The FDA published in Friday's Federal Register the notice establishing the user fees for fiscal year 2015, with the rates for drugs, biologics and biosimilars all seeing increases over fiscal year 2014. For new drugs and biologics, the fee will be $2.3 million – about a 4.5 percent increase over fiscal year 2014 – for applications requiring clinical data. The fees for supplements requiring clinical data and other applications not requiring clinical data will be about $1.2 million, roughly 6 percent over the previous year. Both facility fees and product fees are increasing over 2014, with 2.6 percent and 6 percent jumps, respectively. Those fees are effective on Oct.1, 2014, and will remain in effect through Sept. 30, 2015.

The FDA is seeking comments on reserving proprietary names for drugs. The current system is wrought with uncertainty, as the agency can only tentatively accept a proposed name before the drug is approved. Because another new drug may launch first with a confusingly similar name, a sponsor may have to find a new name when its drug is approved. After meeting with agency officials to discuss the problem, the Pharmaceutical Research and Manufacturers of America submitted a draft guidance for FDA consideration.

The NIH announced a collaborative initiative aimed at exploring poorly understood genes that have the potential to be modified by medicines.
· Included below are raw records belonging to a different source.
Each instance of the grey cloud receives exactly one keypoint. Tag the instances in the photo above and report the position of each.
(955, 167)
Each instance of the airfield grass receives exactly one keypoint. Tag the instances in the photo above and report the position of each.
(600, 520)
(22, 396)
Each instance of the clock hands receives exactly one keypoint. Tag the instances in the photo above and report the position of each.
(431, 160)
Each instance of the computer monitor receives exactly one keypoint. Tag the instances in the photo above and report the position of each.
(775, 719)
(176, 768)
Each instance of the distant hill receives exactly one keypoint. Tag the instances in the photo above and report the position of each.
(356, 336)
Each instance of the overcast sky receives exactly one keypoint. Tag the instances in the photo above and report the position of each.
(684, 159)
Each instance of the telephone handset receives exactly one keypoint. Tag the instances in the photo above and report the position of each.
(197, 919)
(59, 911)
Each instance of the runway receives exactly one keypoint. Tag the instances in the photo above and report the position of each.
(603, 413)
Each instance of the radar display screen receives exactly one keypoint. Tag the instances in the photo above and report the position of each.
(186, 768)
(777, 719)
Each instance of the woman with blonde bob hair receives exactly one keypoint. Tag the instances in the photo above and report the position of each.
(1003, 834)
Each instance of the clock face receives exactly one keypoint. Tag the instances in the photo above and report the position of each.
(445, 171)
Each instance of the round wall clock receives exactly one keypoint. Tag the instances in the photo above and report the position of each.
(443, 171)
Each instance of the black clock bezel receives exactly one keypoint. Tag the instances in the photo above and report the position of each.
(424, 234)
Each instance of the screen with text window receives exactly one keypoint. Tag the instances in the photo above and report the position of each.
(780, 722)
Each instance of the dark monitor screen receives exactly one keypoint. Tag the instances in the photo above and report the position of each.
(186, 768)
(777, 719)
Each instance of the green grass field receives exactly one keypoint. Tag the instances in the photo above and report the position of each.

As many as 3,000 genes express proteins that could have their activities altered by medicines, according to predictions based on genomic information. Yet only about 10 percent of those so-called "druggable genes" are targeted by FDA-approved drugs. The NIH Common Fund three-year pilot project, called Illuminating the Druggable Genome, is designed to address that gap by supporting research of understudied genes in four druggable gene families: nuclear receptors, ion channels, protein kinases and G protein-coupled receptors.